Project

General

Profile

[Solved] mod_proxy not re-enabling proxy with 1.4.48

Added by jens-maus about 6 years ago

Hi lighttpd users and developers,

I am seeking for some help regarding some problems I am currently facing in porting my application from currently perfectly using lighttpd 1.4.45 to lighttpd 1.4.48 where I am facing some issues with mod_proxy features that were working perfectly fine previously.

The mod_proxy configuration I am currently using is:

$HTTP["url"] !~ "^/(config/)|(upnp/)|(webui/)|(ise/)|(api/)|(tools/)|(pda)|(pages/jpages)|(addons).*" {
  proxy.server = ("/" => (( "host" => "127.0.0.1", "port" => 8183 )))
}

As you can see I am redirecting certain URLs to a different port (8183) where an application is usually serving HTTP requests itself.

During bootup of the embedded system using this lighttpd and port 8183 application lighttpd is started up directly after the network had been setup and serves special error pages noticing the user during bootup that the application usually listening on port 8183 is not yet started up. And as soon as this special application was started lighttpd usually starts to forward any http or https requests to port 8183 according to the above proxy.server definition. As said, this is working perfectly with lighttpd 1.4.45 and the logfile shows the following during startup:

2018-03-03 10:45:45: (log.c.217) server started 
2018-03-03 10:46:13: (mod_proxy.c.1041) establishing connection failed: Connection refused 
2018-03-03 10:46:13: (mod_proxy.c.1153) proxy-server disabled: 127.0.0.1 8183 13 
2018-03-03 10:46:13: (mod_proxy.c.523) no proxy-handler found for: / 
2018-03-03 10:46:14: (mod_proxy.c.1041) establishing connection failed: Connection refused 
2018-03-03 10:46:14: (mod_proxy.c.1153) proxy-server disabled: 127.0.0.1 8183 14 
2018-03-03 10:46:14: (mod_proxy.c.523) no proxy-handler found for: /tclrega.exe 
2018-03-03 10:46:17: (mod_proxy.c.523) no proxy-handler found for: /tclrega.exe 
2018-03-03 10:46:18: (mod_proxy.c.1417) proxy - re-enabled: 127.0.0.1 8183 
2018-03-03 10:46:19: (mod_proxy.c.1417) proxy - re-enabled: 127.0.0.1 8183 
2018-03-03 10:46:20: (mod_proxy.c.1041) establishing connection failed: Connection refused 
2018-03-03 10:46:20: (mod_proxy.c.1153) proxy-server disabled: 127.0.0.1 8183 16 
2018-03-03 10:46:20: (mod_proxy.c.523) no proxy-handler found for: /tclrega.exe 
2018-03-03 10:46:23: (mod_proxy.c.523) no proxy-handler found for: /tclrega.exe 
2018-03-03 10:46:25: (mod_proxy.c.1417) proxy - re-enabled: 127.0.0.1 8183

As can be seen, lighttpd starts successfully but recognises that nobody is listening on port 8183 (thus the "Connection refused" message) and thus disables the proxy processes for the time being.
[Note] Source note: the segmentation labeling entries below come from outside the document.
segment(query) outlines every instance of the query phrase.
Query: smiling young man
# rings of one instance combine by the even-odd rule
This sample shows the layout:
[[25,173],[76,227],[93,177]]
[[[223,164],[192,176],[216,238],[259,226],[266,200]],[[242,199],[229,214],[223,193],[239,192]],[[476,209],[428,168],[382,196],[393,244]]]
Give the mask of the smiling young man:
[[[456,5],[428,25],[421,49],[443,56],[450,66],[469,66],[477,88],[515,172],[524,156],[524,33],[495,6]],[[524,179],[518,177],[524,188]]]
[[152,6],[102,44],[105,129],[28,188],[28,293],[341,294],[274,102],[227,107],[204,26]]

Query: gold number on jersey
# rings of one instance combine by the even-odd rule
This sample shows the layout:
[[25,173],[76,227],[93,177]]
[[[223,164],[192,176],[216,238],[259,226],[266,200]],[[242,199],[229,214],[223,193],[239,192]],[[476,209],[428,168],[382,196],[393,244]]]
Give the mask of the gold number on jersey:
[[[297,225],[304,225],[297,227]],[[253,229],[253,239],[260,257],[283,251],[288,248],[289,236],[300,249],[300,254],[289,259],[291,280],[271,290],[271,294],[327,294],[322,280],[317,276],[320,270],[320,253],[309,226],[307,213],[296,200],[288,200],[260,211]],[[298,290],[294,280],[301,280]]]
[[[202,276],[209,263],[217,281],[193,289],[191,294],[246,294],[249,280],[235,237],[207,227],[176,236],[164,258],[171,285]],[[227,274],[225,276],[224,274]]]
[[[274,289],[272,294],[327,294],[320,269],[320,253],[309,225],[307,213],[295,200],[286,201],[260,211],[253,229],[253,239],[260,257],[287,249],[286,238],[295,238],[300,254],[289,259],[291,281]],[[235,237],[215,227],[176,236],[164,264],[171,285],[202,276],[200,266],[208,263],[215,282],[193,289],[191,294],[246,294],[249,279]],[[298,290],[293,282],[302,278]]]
And then as soon as something on port 8183 starts to listen it successfully re-enables the proxy processes.

With lighttpd 1.4.48, however, this doesn't seem to work anymore and lighttpd continues to serve the error page notifying usually that the port 8183 application is still not started up correctly. The logfile shows the following:

2018-03-03 20:09:35: (server.c.1412) server started (lighttpd/1.4.48) 
2018-03-03 20:10:24: (gw_backend.c.933) gw - found a host 127.0.0.1 8183 
2018-03-03 20:10:24: (gw_backend.c.972) connect delayed; will continue later: tcp:127.0.0.1:8183 
2018-03-03 20:10:25: (gw_backend.c.243) establishing connection failed: Connection refused socket: tcp:127.0.0.1:8183 
2018-03-03 20:10:25: (gw_backend.c.308) released proc: pid: 0 socket: tcp:127.0.0.1:8183 load: 0 
2018-03-03 20:10:25: (gw_backend.c.958) all handlers for /? on / are down. 
2018-03-03 20:10:32: (gw_backend.c.933) gw - found a host 127.0.0.1 8183 
2018-03-03 20:10:32: (gw_backend.c.972) connect delayed; will continue later: tcp:127.0.0.1:8183 
2018-03-03 20:10:32: (gw_backend.c.243) establishing connection failed: Connection refused socket: tcp:127.0.0.1:8183 
2018-03-03 20:10:32: (gw_backend.c.308) released proc: pid: 0 socket: tcp:127.0.0.1:8183 load: 0 
2018-03-03 20:10:32: (gw_backend.c.958) all handlers for /tclrega.exe? on / are down. 
2018-03-03 20:10:36: (gw_backend.c.933) gw - found a host 127.0.0.1 8183 
2018-03-03 20:10:36: (gw_backend.c.972) connect delayed; will continue later: tcp:127.0.0.1:8183 
2018-03-03 20:10:36: (gw_backend.c.243) establishing connection failed: Connection refused socket: tcp:127.0.0.1:8183 
2018-03-03 20:10:36: (gw_backend.c.308) released proc: pid: 0 socket: tcp:127.0.0.1:8183 load: 0 
2018-03-03 20:10:36: (gw_backend.c.958) all handlers for /? on / are down. 
2018-03-03 20:10:36: (gw_backend.c.933) gw - found a host 127.0.0.1 8183 
2018-03-03 20:10:36: (gw_backend.c.972) connect delayed; will continue later: tcp:127.0.0.1:8183 
2018-03-03 20:10:36: (gw_backend.c.243) establishing connection failed: Connection refused socket: tcp:127.0.0.1:8183 
2018-03-03 20:10:36: (gw_backend.c.308) released proc: pid: 0 socket: tcp:127.0.0.1:8183 load: 0 
2018-03-03 20:10:36: (gw_backend.c.958) all handlers for /tclrega.exe? on / are down. 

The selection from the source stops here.